Je vois sur ma table la photographie de l’être que j’étais à ce lever de ma vie d’homme, et, sous la toison de boucles brunes, jadis orgueil de ma mère, mais déjà bien assagies, je distingue un profil assez fin. Un front égal, un œil pâle, bien placé, mais sans éclat sous des paupières maladives, un nez court et busqué, une lèvre supérieure proéminente, où pointent les prémices d’une moustache retardataire, une bouche aux lèvres épaisses, volontiers entrouvertes sur des dents assez belles, mais écartées, et, subitement, la fuite d’un tout petit menton raté, d’un mauvais petit menton de hasard, qui entache l’ensemble et le tare de sa défaillance.

Félix Vallotton, La vie meurtrière, Phébus, p. 41.

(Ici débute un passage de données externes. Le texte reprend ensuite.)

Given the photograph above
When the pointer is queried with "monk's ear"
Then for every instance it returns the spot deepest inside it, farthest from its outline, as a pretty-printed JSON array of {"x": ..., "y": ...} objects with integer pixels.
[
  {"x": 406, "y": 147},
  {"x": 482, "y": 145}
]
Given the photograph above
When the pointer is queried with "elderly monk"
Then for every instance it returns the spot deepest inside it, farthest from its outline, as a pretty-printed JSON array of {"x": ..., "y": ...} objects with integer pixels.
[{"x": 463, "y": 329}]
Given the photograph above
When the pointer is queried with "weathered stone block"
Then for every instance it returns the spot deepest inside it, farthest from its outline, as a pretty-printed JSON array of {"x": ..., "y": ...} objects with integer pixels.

David Farreny, 13 juil. 2010
convenances

Dans le secret de son cabinet, Caraco laissait libre cours à ses aigreurs d’atrabilaire, mais, tel Philinte dans Molière, pour la vie en société, il se prescrivait une sagesse semblable à un stoïcisme de cour, tenant les bonnes manières pour les vertus les plus droites. Le misanthrope conséquent se montre avisé en observant – tant qu’elles durent – les convenances, ces principes civils de non-agression et de comédie amicale que les humains eurent la prudence d’établir afin de limiter leur détestation réciproque. Ayant tout à redouter de leur « fraternité », il mise, en un mot, sur la politesse, utile mascarade permettant d’exprimer son mépris sous des dehors aimables et, par là, de préserver son quant-à-soi. Barbey d’Aurevilly conseillait de même. « La politesse, disait-il, est le meilleur bâton de longueur entre soi et un sot et qui nous épargne même la peine de frapper. » À cette judicieuse politique, Caraco prêtait aussi une valeur esthétique.

Frédéric Schiffter, « Haïr la vie à en mourir (Sur Albert Caraco) », Le charme des penseurs tristes, Flammarion.